By the time the girls left the room Ash was looking for his crutches.
“I’ll carry them clear outside if you don’t sit still and talk to me,” she threatened.
He gave her a wary look. “Why?”
“Because you’re avoiding me, and I’d like to know why.”
“Avoiding you?” He smirked. “Kinda hard to do that in a house this small.”
“It is, but you certainly manage. What I’d like to know is why.”
He reached for his coffee. “You know why.”
“No, I don’t. I thought…that is, you seemed to…like me. For a while, anyway.”
He glanced sharply at her, then away. A muscle in his jaw flexed.
What was that look supposed to mean? “Talk to me, Ash,” she said. “We were…well, I thought we were getting…close. The night of the fire…” She hated the uncertainty she heard in her own voice. Baring one’s feelings wasn’t easy. But the feelings she had for him were growing stronger and more complex by the day. She had to express them somehow or burst from the pressure. “The night of the fire,” she said again, “you—”
“I made a mistake that night. It shouldn’t have happened, and it won’t happen again.”
She looked at his hard face and her stomach sank. “Why?”
“After all you know about me, I can’t believe you’d even ask.”
“All I know about you? I know you’re innocent.”
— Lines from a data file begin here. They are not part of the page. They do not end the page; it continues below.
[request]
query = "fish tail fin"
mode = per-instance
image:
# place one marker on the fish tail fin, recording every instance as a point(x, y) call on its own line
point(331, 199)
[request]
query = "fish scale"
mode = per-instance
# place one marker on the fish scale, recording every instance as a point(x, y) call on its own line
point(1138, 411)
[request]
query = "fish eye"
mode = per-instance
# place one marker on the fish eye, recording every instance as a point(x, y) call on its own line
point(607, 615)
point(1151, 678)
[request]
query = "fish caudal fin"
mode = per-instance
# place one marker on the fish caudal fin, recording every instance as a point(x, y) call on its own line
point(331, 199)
“My guilt or innocence has nothing to do with it.” His hands clutched the coffee mug until she thought it would shatter. “Nobody cares if I’m innocent. All they care about,” he said heatedly, flinging an arm in the general direction of town, “is that Ian Baxter is in a wheelchair and I just spent five years in prison for putting him there. No one cares why or how.”
“I care!”
“You shouldn’t, damn it! I came back to town for one reason only, and that was to try to clear my name. Whether I do or whether I don’t, I won’t stay around long. I’ll always be an ex-convict and a back-shooter to the people of this county. I’ll nev
er be accepted, and neither will you if they associate you with me.”
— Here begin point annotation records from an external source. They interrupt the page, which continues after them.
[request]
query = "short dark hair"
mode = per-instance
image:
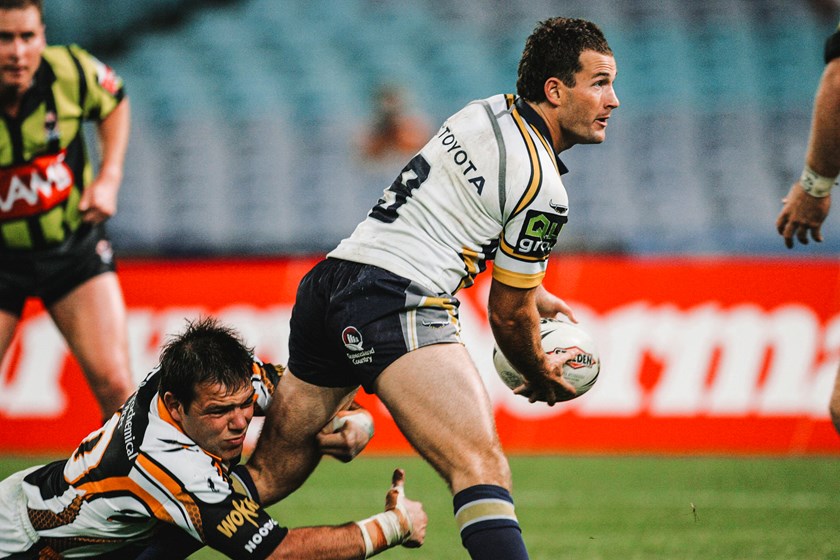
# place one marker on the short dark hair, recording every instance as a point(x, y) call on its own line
point(22, 4)
point(206, 352)
point(553, 51)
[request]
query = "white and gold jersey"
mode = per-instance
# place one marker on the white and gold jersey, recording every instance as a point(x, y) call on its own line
point(135, 472)
point(487, 186)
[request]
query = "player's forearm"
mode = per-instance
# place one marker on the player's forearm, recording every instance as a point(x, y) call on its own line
point(114, 132)
point(823, 154)
point(321, 543)
point(514, 320)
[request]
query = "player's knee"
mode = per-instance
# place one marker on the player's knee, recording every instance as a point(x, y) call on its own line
point(488, 466)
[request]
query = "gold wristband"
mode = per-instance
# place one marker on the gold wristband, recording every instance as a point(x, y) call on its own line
point(815, 184)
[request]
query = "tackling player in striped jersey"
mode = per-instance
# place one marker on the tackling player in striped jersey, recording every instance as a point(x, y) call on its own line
point(380, 312)
point(168, 458)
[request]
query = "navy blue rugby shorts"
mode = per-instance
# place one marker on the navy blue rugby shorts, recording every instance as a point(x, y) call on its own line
point(51, 274)
point(350, 321)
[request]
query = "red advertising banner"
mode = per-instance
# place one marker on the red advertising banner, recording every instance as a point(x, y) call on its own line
point(698, 355)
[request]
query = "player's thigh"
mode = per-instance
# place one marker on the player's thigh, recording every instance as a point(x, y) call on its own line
point(287, 450)
point(92, 318)
point(437, 398)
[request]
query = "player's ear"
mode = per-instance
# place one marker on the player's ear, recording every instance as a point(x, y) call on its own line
point(552, 89)
point(174, 406)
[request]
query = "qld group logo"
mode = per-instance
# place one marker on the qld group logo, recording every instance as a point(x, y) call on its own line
point(352, 339)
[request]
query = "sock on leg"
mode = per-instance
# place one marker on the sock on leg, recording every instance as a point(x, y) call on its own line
point(488, 524)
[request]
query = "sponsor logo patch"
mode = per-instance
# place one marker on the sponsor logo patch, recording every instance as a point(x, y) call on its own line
point(352, 339)
point(539, 233)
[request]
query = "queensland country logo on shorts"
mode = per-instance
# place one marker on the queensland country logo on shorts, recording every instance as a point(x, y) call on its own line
point(105, 251)
point(352, 340)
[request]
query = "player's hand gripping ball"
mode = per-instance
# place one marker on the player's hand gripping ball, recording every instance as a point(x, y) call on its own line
point(557, 336)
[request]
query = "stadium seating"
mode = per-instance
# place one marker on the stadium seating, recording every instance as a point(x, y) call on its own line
point(246, 114)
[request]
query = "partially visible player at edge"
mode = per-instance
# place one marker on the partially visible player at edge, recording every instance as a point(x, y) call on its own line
point(806, 205)
point(169, 459)
point(53, 243)
point(380, 311)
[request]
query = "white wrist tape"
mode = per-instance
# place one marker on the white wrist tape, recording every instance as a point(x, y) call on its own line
point(815, 184)
point(360, 417)
point(382, 531)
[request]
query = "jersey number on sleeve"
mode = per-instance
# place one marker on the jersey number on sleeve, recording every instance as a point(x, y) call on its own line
point(411, 177)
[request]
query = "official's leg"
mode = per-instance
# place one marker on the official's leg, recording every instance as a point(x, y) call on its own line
point(834, 403)
point(8, 324)
point(287, 450)
point(92, 318)
point(438, 400)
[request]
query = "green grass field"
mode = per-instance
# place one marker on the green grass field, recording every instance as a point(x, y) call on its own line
point(611, 507)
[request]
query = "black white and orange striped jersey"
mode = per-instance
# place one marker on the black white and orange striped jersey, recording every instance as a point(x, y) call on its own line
point(140, 470)
point(43, 161)
point(487, 186)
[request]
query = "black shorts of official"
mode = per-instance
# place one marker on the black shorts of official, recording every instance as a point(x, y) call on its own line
point(51, 274)
point(350, 321)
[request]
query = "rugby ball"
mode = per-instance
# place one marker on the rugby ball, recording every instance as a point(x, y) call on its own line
point(557, 336)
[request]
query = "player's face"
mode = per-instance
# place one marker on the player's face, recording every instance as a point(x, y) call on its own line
point(217, 419)
point(22, 41)
point(585, 108)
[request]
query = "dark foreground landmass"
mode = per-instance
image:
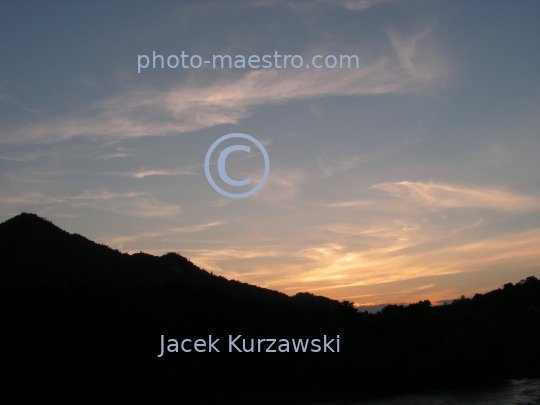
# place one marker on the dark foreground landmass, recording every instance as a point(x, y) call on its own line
point(82, 322)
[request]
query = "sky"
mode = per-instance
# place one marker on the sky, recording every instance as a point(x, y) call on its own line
point(414, 175)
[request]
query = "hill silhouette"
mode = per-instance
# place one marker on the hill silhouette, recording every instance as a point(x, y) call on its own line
point(83, 321)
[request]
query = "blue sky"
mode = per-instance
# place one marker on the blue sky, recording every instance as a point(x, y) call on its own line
point(414, 176)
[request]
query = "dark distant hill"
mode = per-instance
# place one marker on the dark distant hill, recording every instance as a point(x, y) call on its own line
point(32, 247)
point(83, 323)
His last few words lit a flame of hope in her heart that threatened to burst out of control. She lowered her eyes so he wouldn’t see. “So all this distance you’ve placed between us since the fire, it’s to protect me?”
“If that’s how you want to look at it.”
She looked at him then, and couldn’t fight the smile that came out. “I don’t think so,” she said.
“You don’t think what?”
“Oh, I think you’re trying to protect me, but that’s not the only reason you keep pushing me away, is it?”
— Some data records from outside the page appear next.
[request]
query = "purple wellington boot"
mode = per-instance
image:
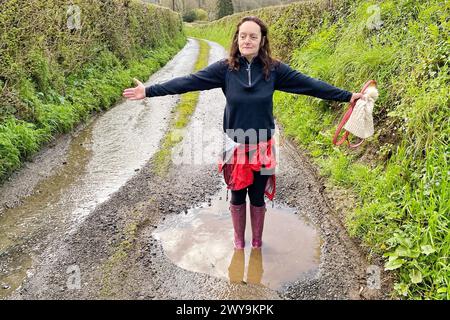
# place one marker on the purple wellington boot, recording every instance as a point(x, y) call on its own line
point(238, 216)
point(257, 215)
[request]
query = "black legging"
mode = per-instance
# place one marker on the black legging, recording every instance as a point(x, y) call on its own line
point(255, 191)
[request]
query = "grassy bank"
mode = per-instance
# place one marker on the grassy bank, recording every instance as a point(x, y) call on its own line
point(74, 60)
point(400, 175)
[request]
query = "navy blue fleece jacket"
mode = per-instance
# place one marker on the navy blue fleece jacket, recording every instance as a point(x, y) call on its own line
point(248, 95)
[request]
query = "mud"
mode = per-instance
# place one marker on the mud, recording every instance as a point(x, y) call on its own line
point(113, 252)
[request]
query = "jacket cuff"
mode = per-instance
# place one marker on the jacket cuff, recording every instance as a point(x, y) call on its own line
point(348, 96)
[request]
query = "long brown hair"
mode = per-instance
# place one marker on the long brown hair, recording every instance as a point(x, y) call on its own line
point(264, 51)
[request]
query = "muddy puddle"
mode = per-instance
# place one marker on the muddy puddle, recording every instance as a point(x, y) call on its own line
point(200, 240)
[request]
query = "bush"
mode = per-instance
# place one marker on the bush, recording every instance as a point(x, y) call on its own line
point(201, 14)
point(190, 16)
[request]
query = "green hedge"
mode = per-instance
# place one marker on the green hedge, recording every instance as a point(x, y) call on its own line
point(401, 174)
point(54, 72)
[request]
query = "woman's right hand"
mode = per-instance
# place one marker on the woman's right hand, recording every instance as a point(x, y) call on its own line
point(136, 93)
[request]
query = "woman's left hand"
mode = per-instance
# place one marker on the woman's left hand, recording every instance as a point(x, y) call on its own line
point(356, 96)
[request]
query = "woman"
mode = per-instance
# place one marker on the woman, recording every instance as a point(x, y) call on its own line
point(248, 79)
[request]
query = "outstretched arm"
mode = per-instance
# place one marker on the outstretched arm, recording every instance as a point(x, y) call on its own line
point(290, 80)
point(210, 77)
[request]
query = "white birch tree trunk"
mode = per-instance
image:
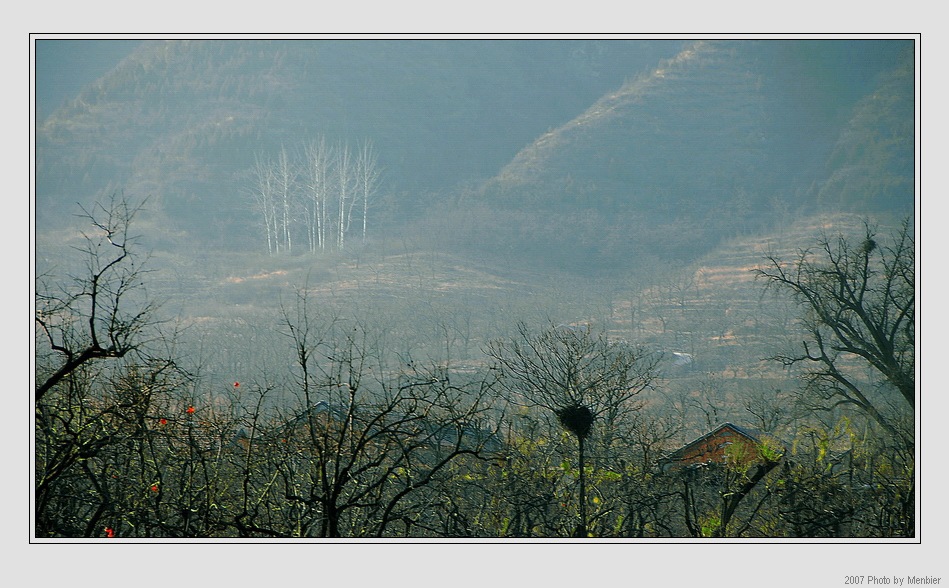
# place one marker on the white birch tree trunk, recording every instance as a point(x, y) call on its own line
point(368, 172)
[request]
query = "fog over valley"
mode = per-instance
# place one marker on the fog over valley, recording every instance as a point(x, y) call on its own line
point(460, 288)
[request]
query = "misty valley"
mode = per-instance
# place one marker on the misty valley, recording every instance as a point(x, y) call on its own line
point(479, 290)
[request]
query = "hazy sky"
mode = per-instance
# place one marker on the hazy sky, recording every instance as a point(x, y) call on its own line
point(65, 67)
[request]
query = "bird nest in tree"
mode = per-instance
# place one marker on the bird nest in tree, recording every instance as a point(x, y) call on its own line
point(576, 419)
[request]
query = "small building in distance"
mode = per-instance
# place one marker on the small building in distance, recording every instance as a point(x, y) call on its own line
point(726, 444)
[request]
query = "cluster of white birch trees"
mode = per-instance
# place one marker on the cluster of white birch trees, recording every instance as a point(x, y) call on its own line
point(319, 194)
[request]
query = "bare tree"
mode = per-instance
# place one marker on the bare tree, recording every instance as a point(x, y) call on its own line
point(345, 198)
point(317, 168)
point(263, 193)
point(285, 180)
point(859, 303)
point(105, 313)
point(577, 375)
point(368, 175)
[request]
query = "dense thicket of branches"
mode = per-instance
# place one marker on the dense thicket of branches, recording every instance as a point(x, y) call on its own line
point(345, 441)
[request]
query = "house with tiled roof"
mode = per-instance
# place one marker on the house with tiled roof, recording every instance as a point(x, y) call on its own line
point(727, 443)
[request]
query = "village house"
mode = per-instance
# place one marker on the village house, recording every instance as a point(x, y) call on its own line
point(726, 444)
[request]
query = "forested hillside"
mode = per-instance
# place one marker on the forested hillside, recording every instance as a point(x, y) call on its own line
point(291, 289)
“I don’t know what you’re talking about.”
She laughed as she rose from the table and started carrying dishes to the shelf where the dishpan sat. There, she glanced at him over her shoulder, still smiling. “I think you’re trying to protect yourself.”
He frowned at her. “How do you figure that? Protect myself from what?”
With a boldness that almost shocked her, she laughed again. “From me.”
Chapter Fourteen
With all the men away from the house for the morning, Ash relished the chance to get outdoors. The porch steps were tricky, but there were only two of them and he made it down without falling. Barely.
That’s why he’d waited until no one was around. It was bad enough, the few glimpses he was forced to allow Sunny and the girls. But he’d be damned if he’d let her men or anyone else see him fumble with his crutches, watch him fight for every little inch of ground his feet crossed. It was humiliating.
Even more difficult to accept was how adept Sunny was at reading him.
I think you’re trying to protect yourself…from me.
He shuddered. She didn’t understand. She had no idea of the trouble, the pain he could cause her. He could admit to himself how much he wanted her, but he’d never admit it to her or anyone else. It was pointless, because nothing could ever come of it. The sooner he got away from this house and her, the better off they’d both be.
The minute his legs were strong enough to carry him on horseback, he’d ride back to town.